We know it, we all know it: they shall come for us: we are lost. The doors and windows of this building lead to earth; there is nothing but deep earth behind the walls: we are buried deep underground, we are a little glimmer of light shinning deep underground, where all is pitch, the home of the earthworms. Come, let your light shine next to mine: we shall drink wine by the riverside and forget the winter. This is our lovely moment: you have no crucible now: you have lost your battle: come, let us celebrate defeat.
And now this is something you cannot bear to see, a sight that burns your eyes, a sound that haunts your ears: your face is red with rage, you have bound your heart in chains. You sink deep into yourself and will never rise again: this is your lonely paradise, sweet torment.
But what of these vines? Are they not lovely, and blooming, and is it not springtime? Has not the grass turned green, are not the fallow meadows choked with wildflowers and weeds, is not the air overflowing with sick life? Still, this is all something of a needle, something sharp, something cutting like a knife.
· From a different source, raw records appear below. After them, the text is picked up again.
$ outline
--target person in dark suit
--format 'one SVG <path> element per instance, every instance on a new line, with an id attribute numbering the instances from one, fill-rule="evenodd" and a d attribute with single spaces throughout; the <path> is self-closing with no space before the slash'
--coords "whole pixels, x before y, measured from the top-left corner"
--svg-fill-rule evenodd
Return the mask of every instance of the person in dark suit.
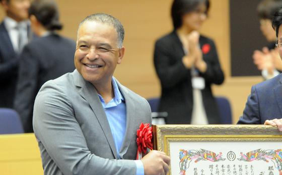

After all, your heart is entwined in the thickness of the fallow field, your mind is filled with life coming in and going out like bee swarms, your eyes are livid and your face is florid.
Come lie with me, sweet man: we shall bear our fathers up, and hold no one accountable for misdeeds and sins: we shall be friends, you and I, and I shall teach you how to live like a goat, a simple, humble goat: this is all I ask of life: do not put your sins heavily around my neck: I am no threat.
And now the world has tilted; everything has gone off kilter; there is nothing quite right, everything is wrong, there is not one thing that is perfect, not anything.
We have gone to the waters; we have dipped our buckets in the pond: the water is sweet, and full of living things: this is not unclean, young man, you must learn where your fathers came from, and learn of their youthful limberness.
What is the world but a great chaos, unpredictable, as unpredictable as whatever will strike my senses next?
This is your lamb’s blood; this is your bread cake; I am unashamed; I have broken the cord that sits above your head and connects you to the universe: and you are blinded.